Much of the Wall Street-linked foundation and labor union money that the EPI is given each year is apparently used to pay the EPI executives, consultants and researchers annual salaries that are a lot more than what the average U.S. factory worker, U.S. office worker or U.S. student anti-war activist earns each year. In 2006, for example, the “nonprofit” Economic Policy Institute’s total revenues exceeded $6 million and the EPI’s President, Larry Mishel, was paid an annual salary of $199,457 that even exceeded the annual salary of UAW President Gettelfinger.
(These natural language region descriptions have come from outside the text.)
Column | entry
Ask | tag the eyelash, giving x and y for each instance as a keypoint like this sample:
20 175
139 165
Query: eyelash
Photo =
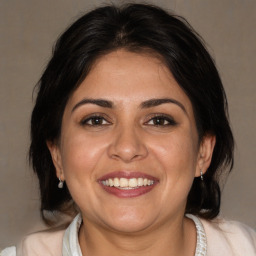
89 121
163 120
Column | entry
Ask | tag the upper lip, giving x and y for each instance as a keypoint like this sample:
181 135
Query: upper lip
127 175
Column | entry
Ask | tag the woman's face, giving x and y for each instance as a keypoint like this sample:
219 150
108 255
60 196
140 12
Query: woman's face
129 148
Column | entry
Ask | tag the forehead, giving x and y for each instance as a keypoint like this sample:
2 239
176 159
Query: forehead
125 77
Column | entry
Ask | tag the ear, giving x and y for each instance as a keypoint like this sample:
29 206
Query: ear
205 153
56 158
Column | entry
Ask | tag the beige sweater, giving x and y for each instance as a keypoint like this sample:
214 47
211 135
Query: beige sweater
224 238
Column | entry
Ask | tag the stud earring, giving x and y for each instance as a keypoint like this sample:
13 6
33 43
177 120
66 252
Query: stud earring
61 183
201 174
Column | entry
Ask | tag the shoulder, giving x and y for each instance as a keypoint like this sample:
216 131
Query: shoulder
229 238
41 243
10 251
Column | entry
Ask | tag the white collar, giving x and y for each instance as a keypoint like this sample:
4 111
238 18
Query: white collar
70 246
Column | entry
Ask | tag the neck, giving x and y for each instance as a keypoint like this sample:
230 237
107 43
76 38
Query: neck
173 238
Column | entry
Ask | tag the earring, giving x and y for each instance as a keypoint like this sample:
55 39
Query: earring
201 174
61 183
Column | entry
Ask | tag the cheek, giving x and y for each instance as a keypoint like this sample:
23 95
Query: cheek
80 155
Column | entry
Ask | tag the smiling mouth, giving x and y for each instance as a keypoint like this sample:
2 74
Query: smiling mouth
124 183
128 184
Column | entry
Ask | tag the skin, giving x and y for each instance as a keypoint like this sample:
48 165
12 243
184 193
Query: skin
160 140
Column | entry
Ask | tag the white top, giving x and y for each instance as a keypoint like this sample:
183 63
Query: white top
217 237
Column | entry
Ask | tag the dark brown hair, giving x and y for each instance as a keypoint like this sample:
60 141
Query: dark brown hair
137 28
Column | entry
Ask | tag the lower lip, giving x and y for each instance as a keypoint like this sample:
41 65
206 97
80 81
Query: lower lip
128 193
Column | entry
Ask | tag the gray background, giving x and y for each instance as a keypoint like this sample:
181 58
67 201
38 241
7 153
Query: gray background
28 30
At leasat five employees of the “nonprofit” EPI also were paid annual salaries in 2006 which exceeded $98,000 per year; and for his “professional services” of “project research,” the EPI apparently paid a researcher named Peter D. Hart $127,500 in 2006, according to its Form 990 financial filing.

So given the heavy extent to which the EPI is dependent on Wall Street-linked foundations and U.S. labor union leaders for its funding, it’s not likely that any of its economic research reports will ever demand that “nonprofit” institutions like the Ford Foundation or Harvard University be taxed at the same rate as “for-profit” corporations, in order to obtain the government tax revenue needed to provide union-wage jobs for all unemployed U.S. workers.

Nor is it likely that the EPI will produce an economic research report which demands that U.S. automobile industry finally be nationalized under democratic, working-class community control, in order to avert more mass layoffs of U.S. auto industry workers in 2009 and to protect the economic class interests of rank-and-file U.S. union members, all U.S. working-class people and U.S. consumers.